Once you have found the 2 values of t bracketing the solution, t1 and t2, you can simply "buy as many tickets as necessary to win the lottery", in other words:

Sub Solve()
Randomize
'Set a conveniently small value
fThreshold = 0.0000001
'fun is your x1 + x2 - 2
fMin = Min(Abs(fun(t1)), Abs(fun(t2)))
Do
t = t1 + Rnd*(t2 - t1)
f = Abs(fun(t))
If f < fMin Then fMin = f
Loop While fMin > fThreshold
End Sub
Function fun(p)
'(Use doubles if needed)
Dim Pi6 As Single
Dim p10 As Single
Const Pi = 3.141593
Pi6 = Pi/6
p10 = 10*p
fun = 3*sin(p10 + Pi6) + 2*cos(p10 - Pi6) - 2
End Function

I haven't tested this code but I think it should work.

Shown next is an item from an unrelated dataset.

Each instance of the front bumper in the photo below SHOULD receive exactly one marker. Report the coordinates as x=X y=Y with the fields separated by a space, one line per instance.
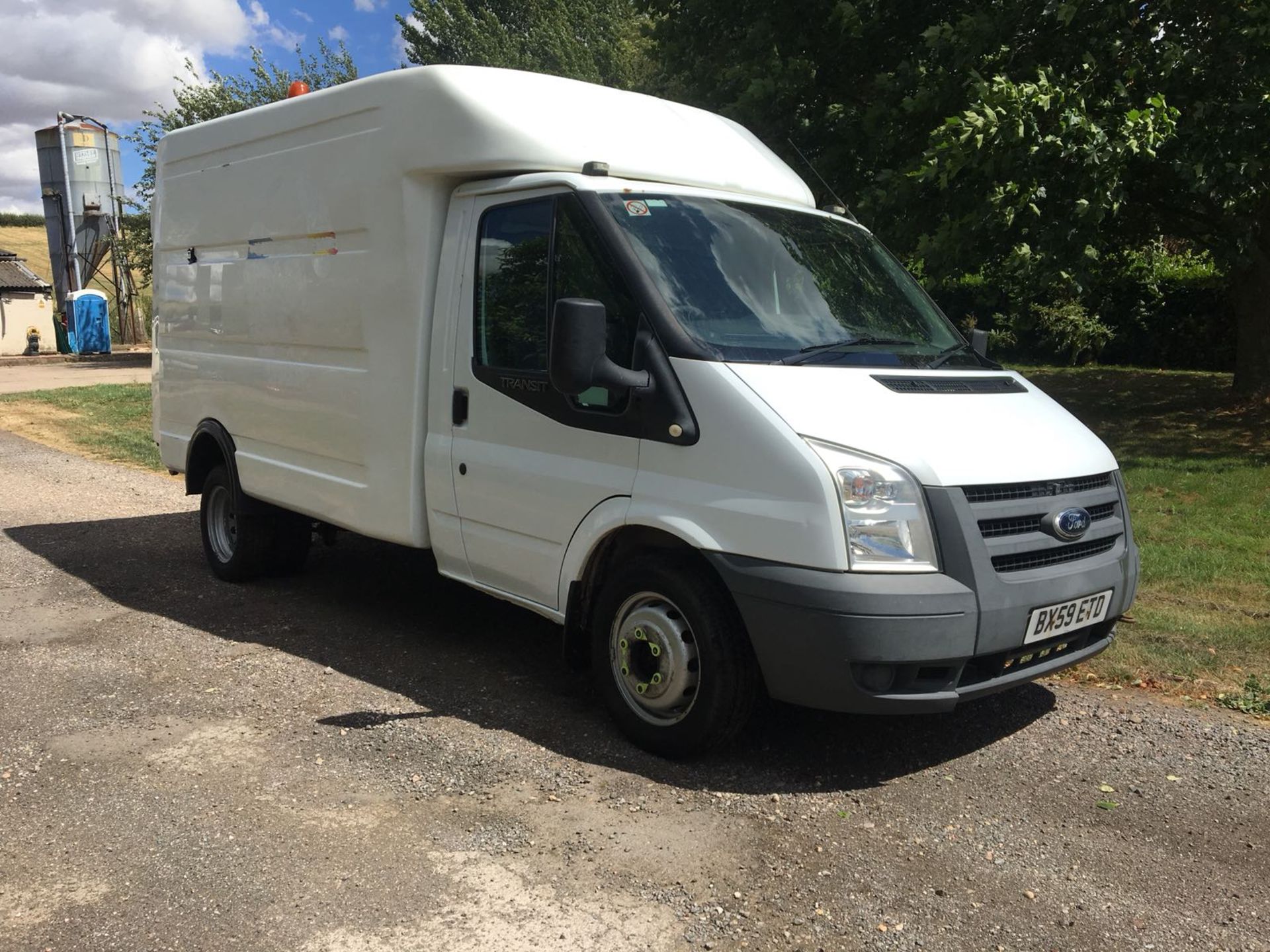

that is above my level of intelligence!!!!!!!! very confused now

I subscribe everything Krtxmrtz said. You can find the solution by trial and error using a spread sheet but it might take you quite a while, depending on the precision needed, or you can use the GOAL-SEEK option in EXCEL instead. In this case it will be quite straight forward. Please see the attached EXCEL file where I followed the following steps:

1. Construct a table with x1+x2 as a function of t departing from t = 0;
2. Construct a line graph;
3. Notice that, when t = 0, x1+x2 equals 3.23 which is > 2;
4. Notice also that as t increases x1+x2 also increases and starts decreasing when t is approximately to 0.1;
5. Notice finally that when t = 0.24, x1+x2 equals approximately 0, meaning that the first time x1+x2 reaches a value of 2 is somewhere between t = 0 and t = 0.24;
5. Enter in cell F2 any number comprised in the before mentioned interval;
6. Use GOAL-SEEK the way showed in the two images in sheet “Images” and that is all.

I am sorry for having given the answer 4.966. It is correct though because it returns x1+x2 = 2, but it is not the moment when x1+x2 reaches the value of 2 for the first time. I was not aware of the shape of the specific function at the time and just dropped any number in cell F2 (which I cannot remember anymore).

Rui

that is above my level of intelligence!!!!!!!! very confused now
Sorry if my explanation was confusing. I should have attached a simple drawing in the first place. Well here you go.

You can see that the points t1 and t2 bracket the solution because the function f is negative at t1 and positive at t2. Therefore, you find the midpoint tm in between them and evaluate the function there. In the sample graph it happens to be positive so now you know the solution is between t1 and tm. Therefore you forget about t2 and now you set tm as your new t2. This is your first step. Now you start all over again (of course, you must have the computer do it for you) and repeat over and over. The (t1, t2) interval becomes ever smaller and your solution in sandwiched in it.